All extra YAML fields are rejected (extra='forbid').

parley.core.registry

  • registry.speech, .grounding, .perturbation, .policy, .env, .metric, .taskRegistry[T] instances.
  • Registry.register(name, replace=False) — decorator form.
  • Registry.register_value(name, value, replace=False) — programmatic.
  • Registry.get(name) -> T, .names() -> list[str].

parley.core.rng

  • derive_seed(parent_seed, name) -> int — BLAKE2b-derived, stable.
  • RngManager(seed).stream(name), .fresh(name).

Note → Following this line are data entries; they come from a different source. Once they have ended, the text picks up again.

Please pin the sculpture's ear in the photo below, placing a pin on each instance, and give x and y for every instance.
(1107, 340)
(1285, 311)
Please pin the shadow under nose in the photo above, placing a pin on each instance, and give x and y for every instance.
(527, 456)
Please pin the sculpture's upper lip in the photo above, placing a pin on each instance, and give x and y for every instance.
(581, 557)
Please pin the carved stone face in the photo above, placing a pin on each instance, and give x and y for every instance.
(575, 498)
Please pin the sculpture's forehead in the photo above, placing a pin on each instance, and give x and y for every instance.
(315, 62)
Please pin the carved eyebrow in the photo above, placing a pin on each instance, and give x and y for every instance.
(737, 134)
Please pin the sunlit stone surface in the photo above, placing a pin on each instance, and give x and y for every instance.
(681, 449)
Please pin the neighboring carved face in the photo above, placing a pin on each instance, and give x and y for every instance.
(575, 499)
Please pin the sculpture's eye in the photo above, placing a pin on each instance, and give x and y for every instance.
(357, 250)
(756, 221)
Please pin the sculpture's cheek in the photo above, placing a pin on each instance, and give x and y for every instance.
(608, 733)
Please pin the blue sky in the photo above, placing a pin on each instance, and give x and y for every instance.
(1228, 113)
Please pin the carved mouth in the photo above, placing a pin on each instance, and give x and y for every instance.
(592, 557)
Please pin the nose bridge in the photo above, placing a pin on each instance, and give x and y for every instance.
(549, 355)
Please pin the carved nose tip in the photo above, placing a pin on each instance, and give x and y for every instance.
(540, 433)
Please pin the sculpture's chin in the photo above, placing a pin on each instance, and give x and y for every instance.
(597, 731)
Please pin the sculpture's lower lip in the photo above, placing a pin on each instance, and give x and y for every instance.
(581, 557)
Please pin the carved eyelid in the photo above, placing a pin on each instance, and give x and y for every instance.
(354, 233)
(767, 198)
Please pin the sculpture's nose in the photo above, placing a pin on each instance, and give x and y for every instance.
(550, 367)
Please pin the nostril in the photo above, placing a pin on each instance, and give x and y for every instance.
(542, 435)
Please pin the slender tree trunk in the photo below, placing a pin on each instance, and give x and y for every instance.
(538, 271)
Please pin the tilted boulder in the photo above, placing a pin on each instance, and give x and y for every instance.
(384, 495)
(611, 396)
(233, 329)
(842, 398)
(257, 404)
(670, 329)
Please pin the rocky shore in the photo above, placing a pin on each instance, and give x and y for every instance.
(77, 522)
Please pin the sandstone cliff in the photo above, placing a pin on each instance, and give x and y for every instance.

Plugins (the registered names)

Run parley list for the canonical list. As of v0.1:

Kind Name Class
speech mock MockSpeechFrontend
speech codec CodecSpeechFrontend
speech whisper (optional) WhisperSpeechFrontend
grounding rule_based RuleBasedGrounder
perturbation (audio) additive_noise, gain, clip, mu_law, reverb, time_stretch, pitch_shift see parley.perturb.audio
perturbation (channel) band_limit, packet_loss, spectral_decimate see parley.perturb.channel
perturbation (linguistic) disfluency, filler, accent_subst see parley.perturb.linguistic
policy scripted, random, noisy see parley.policy
env tabletop TabletopEnv
metric wer, cer, keyword_recall, grounding_exact_match, grounding_f1, success_rate, action_mse, dtw, latency see parley.metrics

parley.data

  • SynthConfig(n_episodes, sample_rate, seed, objects_per_scene, include_directions)
  • generate_dataset(cfg) -> list[Episode]
  • vocab_for(cfg) -> tuple[str, ...] — closed lexicon shared by encoder and codec ASR. Pass through when constructing a CodecSpeechFrontend manually.
  • save_episodes(episodes, path) / load_episodes(path) -> list[Episode] — paired jsonl + npz format.

parley.runner

  • BenchmarkEngine(cfg, engine_cfg=None).run(episodes) -> list[EpisodeResult].
  • build_pipeline(name, speech, grounding, policy, extra_kwargs=None) -> Pipeline
  • run_episode(pipeline, env, episode, perturbation, rng_mgr, max_steps, perturbation_name) — single-episode runner used by the engine but callable directly for testing.
  • expand_suite(cfg, episodes) — cartesian product as list[RunSpec].
  • ContentCache(cache_dir).get / .put / .clear / .enabled.

parley.report

  • aggregate_results(results, bootstraps=1000, seed=0, confidence=0.95) -> list[ReportRow]
  • render_markdown(rows, columns=DEFAULT_COLUMNS) -> str
  • render_csv(rows, columns=DEFAULT_COLUMNS) -> str
  • dump_report(rows, path, suite_name=None) -> Path
  • load_report(path) -> dict — validates schema version.
  • build_leaderboard(rows) -> list[LeaderboardEntry]
  • sensitivity_index(rows, input_metric="wer", task_metric="success_rate", baseline="clean") -> list[SensitivityRow]
  • worst_group_report(rows, metric="success_rate", group_by="perturbation") -> list[WorstGroupResult]

parley.metrics

  • WER, CER, KeywordRecall — ASR.
  • GroundingExactMatch, GroundingSlotF1 — intent.
  • SuccessRate, ActionMSE, DTWDistance — action.
  • LatencyPercentiles — efficiency.
  • RobustnessDelta — post-hoc aggregator over per-perturbation means.
  • summarize(values, confidence=0.95, bootstraps=1000, seed=0) -> Summary
  • bootstrap_ci(values, confidence=0.95, bootstraps=1000, seed=0)
  • paired_bootstrap_pvalue(a, b, bootstraps=1000, seed=0)

parley.perturb

  • Audio: Gain, Clip, AdditiveNoise, MuLawCodec, Reverb, TimeStretch, PitchShift.
  • Channel: BandLimit, PacketLoss, SpectralDecimate.
  • Linguistic: Disfluency, FillerInsertion, AccentSubstitution.
  • Compose(steps, name) — sequential application.
  • parley.perturb.suites.snr_sweep(...), codec_sweep(), linguistic_sweep() — programmatic group builders.